Everyone's calculus for whether and when to make the leap into entrepreneurship is personal and different. OP may get married and start a family in 2 years, meaning his risk aversion may go up (or at least should). Maybe he's being tapped for a senior associate/VP promotion in 2 years and he's left wrestling with pursuing an idea he's always thought he would pursue vs. cashing fat checks and accruing carry in a career track chair. When to pursue an idea has less to do with time sensitivity relating to the idea itself and more to do with where people will be in life if they pursue path A over B.

I do agree, though, that if OP does not have a vision to revenue or some sense of market-fit with even 15% confidence, they should keep solidifying the foundation of their idea while balancing their career before jumping in truly blind.

 

OP, I forewent PE to pursue my own idea. I figured the likeliest worst case is I can't do PE and if I want to work in M&A I'm "stuck" with banking. For me, that was a risk I was willing to take and didn't mind "losing" in.
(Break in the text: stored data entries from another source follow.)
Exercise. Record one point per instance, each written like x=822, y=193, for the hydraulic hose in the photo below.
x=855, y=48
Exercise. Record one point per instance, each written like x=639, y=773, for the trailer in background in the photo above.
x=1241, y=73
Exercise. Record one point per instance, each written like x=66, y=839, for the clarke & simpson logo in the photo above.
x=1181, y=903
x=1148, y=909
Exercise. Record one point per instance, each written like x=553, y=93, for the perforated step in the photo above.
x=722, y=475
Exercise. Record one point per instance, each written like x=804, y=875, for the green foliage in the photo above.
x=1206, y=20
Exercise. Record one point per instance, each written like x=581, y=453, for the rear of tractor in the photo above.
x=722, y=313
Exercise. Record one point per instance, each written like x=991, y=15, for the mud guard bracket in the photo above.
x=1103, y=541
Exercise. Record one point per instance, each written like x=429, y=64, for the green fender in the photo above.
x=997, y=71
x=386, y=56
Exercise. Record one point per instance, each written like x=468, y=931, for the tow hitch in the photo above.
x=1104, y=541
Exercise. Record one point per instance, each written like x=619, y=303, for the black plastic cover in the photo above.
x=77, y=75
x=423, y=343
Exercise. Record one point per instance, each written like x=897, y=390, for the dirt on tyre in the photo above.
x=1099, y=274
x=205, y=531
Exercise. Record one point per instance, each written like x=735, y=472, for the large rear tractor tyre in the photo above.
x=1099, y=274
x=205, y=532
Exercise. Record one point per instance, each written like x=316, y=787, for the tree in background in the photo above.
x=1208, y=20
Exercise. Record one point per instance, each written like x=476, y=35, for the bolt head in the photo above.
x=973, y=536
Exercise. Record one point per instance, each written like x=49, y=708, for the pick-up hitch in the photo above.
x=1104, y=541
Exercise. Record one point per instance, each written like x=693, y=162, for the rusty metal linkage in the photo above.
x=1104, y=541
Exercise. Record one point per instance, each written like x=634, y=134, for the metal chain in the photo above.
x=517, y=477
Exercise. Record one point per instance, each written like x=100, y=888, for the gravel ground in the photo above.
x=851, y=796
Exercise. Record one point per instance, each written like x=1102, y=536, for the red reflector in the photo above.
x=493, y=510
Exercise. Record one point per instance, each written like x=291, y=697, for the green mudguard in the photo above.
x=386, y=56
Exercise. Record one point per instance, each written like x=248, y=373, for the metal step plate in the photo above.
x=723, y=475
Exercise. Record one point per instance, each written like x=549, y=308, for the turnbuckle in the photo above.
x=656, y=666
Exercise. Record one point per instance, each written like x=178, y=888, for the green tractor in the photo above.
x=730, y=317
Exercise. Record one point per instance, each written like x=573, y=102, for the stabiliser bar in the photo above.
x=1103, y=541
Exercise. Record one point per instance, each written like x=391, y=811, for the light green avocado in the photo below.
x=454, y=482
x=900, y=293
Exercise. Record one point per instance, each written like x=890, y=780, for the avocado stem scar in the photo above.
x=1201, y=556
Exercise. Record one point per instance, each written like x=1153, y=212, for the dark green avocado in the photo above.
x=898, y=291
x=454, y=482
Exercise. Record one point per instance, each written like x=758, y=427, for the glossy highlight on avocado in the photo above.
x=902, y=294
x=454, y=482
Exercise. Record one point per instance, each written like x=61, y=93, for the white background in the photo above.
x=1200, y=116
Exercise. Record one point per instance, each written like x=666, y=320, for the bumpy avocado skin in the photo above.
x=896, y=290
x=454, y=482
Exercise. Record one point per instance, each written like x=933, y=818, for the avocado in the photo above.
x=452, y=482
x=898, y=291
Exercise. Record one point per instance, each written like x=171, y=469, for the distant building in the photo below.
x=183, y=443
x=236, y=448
The reality I've found is that LMM PE still seems very possible, and since telling recruiters soliciting me for IB opportunities that I'm no longer in IB but working on my own business, they've been sending me interesting portco opportunities, some of which are allocating equity for those opportunities (the kicker, of course, is that unless the PE firm hits their preferred equity dues in an exit, you won't see much).
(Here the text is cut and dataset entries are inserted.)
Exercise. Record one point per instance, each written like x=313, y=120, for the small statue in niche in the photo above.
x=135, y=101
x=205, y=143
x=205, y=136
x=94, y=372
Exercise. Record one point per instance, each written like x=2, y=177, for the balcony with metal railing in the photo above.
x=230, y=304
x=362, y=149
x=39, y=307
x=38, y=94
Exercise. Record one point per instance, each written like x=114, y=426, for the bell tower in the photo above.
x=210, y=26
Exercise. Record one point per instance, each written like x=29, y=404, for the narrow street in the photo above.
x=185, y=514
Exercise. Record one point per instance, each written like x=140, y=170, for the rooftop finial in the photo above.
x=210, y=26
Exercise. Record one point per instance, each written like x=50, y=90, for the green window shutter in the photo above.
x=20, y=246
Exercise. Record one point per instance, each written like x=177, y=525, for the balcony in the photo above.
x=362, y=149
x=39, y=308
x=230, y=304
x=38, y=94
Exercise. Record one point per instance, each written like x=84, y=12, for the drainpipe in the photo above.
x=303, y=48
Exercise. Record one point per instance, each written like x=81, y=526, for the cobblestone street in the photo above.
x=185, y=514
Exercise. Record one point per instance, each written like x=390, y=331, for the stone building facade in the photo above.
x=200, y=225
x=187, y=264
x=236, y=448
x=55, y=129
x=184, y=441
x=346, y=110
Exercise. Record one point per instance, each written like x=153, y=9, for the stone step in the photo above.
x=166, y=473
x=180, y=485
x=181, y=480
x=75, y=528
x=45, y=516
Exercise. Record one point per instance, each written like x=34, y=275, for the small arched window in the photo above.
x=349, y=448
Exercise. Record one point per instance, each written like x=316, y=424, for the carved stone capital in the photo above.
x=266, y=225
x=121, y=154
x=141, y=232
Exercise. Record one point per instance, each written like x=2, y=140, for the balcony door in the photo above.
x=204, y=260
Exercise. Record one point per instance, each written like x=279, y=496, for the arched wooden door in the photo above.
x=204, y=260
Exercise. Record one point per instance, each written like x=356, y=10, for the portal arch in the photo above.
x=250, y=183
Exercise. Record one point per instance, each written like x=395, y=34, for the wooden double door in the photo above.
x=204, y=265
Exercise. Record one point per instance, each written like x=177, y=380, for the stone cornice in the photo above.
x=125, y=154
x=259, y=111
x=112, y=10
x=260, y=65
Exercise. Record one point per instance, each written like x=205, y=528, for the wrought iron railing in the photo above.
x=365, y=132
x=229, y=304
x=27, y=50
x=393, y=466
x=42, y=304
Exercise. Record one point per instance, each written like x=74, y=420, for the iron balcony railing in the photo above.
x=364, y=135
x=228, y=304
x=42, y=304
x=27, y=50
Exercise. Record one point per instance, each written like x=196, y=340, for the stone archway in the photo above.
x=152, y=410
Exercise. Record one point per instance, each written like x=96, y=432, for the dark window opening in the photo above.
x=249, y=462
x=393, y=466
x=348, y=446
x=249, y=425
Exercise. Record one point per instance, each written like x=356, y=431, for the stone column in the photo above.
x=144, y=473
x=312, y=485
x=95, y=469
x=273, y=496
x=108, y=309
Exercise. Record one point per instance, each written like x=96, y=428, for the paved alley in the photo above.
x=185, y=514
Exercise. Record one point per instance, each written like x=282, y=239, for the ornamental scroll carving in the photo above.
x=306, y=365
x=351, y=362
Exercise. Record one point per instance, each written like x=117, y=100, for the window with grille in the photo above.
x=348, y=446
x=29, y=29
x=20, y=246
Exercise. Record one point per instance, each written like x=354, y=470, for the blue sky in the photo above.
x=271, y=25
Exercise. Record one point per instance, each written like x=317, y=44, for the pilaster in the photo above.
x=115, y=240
I knew I'd look back 10 years later wishing I'd at least tried and that's what drove me to do it + the notion that I wouldn't actually starve if I couldn't get my career back on track to a T.

 

I echo comments above and think there is some good commentary / advice there. I would be curious to know though, if you don’t like EB banking why do you think you may want to do PE? Maybe I’m misguided / misinformed here but I’m not sure if the jobs are that different at the end of the day? I would think PE loves to recruit from EBs/BB M&a because the jobs are fairly similiar…

maybe I’m also just not understanding your question?